The wider lesson about modern leaders
Oxlade‑Chamberlain’s comments paint a broader picture of how modern football leadership often emerges long before someone stands on the touchline in a suit. Many of today’s top coaches showed similar traits late in their playing careers: taking responsibility in team talks, obsessing over tactical details, and acting as an informal bridge between the squad and the staff.
Arteta, in this sense, fits a pattern. His story illustrates how clubs can identify future coaches within their squads by paying attention to who naturally leads discussions, who studies opponents most closely, and who treats every session like a chance to refine a bigger idea.
For young professionals like those Oxlade‑Chamberlain encountered at Arsenal’s academy, his account of Arteta offers a template: leadership is not just about shouting in the dressing room, but about thinking the game deeply and helping others see what you see.
A legacy rooted in the dressing room
Looking back on those Arsenal years, Oxlade‑Chamberlain’s testimony suggests that Arteta’s managerial career did not begin when he signed his contract as head coach, but much earlier, in the quiet moments before big matches and on the training pitch at London Colney.
From insisting on detailed corner analysis against Manchester City to designing complex, Guardiola‑inspired training structures, the Spaniard’s trajectory has been remarkably consistent.
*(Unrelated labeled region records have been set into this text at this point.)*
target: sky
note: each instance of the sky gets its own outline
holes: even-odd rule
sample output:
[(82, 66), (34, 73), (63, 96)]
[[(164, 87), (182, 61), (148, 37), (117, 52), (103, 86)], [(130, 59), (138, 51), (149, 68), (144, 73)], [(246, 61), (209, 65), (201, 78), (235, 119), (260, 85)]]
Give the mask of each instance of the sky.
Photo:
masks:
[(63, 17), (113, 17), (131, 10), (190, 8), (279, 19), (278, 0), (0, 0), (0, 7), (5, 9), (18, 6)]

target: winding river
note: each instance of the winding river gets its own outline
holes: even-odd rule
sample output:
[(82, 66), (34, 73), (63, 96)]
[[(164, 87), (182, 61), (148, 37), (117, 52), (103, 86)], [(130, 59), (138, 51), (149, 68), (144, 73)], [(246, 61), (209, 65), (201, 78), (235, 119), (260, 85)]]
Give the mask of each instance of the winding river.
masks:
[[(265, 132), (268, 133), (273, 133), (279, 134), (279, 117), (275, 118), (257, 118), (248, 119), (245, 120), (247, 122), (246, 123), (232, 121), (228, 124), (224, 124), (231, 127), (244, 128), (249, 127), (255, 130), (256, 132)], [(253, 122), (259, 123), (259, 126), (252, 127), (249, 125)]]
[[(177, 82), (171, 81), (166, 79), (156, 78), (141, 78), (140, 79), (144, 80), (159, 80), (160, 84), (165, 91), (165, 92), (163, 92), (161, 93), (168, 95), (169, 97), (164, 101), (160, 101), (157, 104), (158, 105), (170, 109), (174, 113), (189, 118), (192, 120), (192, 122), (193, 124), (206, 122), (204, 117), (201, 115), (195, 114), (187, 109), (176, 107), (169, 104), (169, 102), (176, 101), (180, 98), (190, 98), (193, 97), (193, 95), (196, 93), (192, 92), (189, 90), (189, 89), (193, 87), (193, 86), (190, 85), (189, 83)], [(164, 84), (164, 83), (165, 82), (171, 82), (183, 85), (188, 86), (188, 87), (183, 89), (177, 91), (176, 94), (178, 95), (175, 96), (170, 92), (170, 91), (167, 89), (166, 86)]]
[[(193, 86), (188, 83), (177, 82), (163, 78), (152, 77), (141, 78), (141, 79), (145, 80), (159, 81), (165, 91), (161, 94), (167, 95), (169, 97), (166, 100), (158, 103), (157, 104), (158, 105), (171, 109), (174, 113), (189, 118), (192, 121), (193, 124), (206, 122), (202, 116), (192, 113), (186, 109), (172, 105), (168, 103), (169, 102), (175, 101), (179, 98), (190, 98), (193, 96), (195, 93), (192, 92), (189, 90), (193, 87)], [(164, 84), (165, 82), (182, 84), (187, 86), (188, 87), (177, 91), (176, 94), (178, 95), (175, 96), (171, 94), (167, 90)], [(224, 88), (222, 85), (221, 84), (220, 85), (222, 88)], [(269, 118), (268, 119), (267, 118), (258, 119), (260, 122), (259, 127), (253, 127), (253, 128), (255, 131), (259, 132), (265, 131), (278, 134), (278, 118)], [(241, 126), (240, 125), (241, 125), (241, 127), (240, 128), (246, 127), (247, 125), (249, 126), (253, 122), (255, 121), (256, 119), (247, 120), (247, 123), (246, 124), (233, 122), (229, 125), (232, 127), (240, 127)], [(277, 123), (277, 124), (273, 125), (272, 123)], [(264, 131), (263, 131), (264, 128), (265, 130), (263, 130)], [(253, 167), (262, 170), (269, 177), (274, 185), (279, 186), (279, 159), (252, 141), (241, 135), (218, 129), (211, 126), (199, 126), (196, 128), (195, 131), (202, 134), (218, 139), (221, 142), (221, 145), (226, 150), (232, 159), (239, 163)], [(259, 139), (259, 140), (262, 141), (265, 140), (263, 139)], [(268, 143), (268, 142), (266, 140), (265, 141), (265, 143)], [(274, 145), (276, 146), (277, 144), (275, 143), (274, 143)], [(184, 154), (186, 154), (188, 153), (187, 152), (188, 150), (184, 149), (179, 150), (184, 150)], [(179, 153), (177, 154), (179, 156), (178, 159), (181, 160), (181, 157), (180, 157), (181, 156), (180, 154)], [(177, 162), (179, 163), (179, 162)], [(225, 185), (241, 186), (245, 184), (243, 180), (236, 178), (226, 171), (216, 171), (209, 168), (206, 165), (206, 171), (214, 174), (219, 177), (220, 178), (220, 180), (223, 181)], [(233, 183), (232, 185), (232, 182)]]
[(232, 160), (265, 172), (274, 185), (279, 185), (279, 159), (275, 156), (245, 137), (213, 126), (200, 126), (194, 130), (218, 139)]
The habits that once made him a de facto on‑field coach now define him as one of the most meticulous managers in modern football.
For Oxlade‑Chamberlain, who has experienced that evolution first‑hand, the conclusion is simple: the coach everyone sees today is the natural continuation of the player he knew – only now, the rest of the world can see what was already obvious inside that Arsenal dressing room.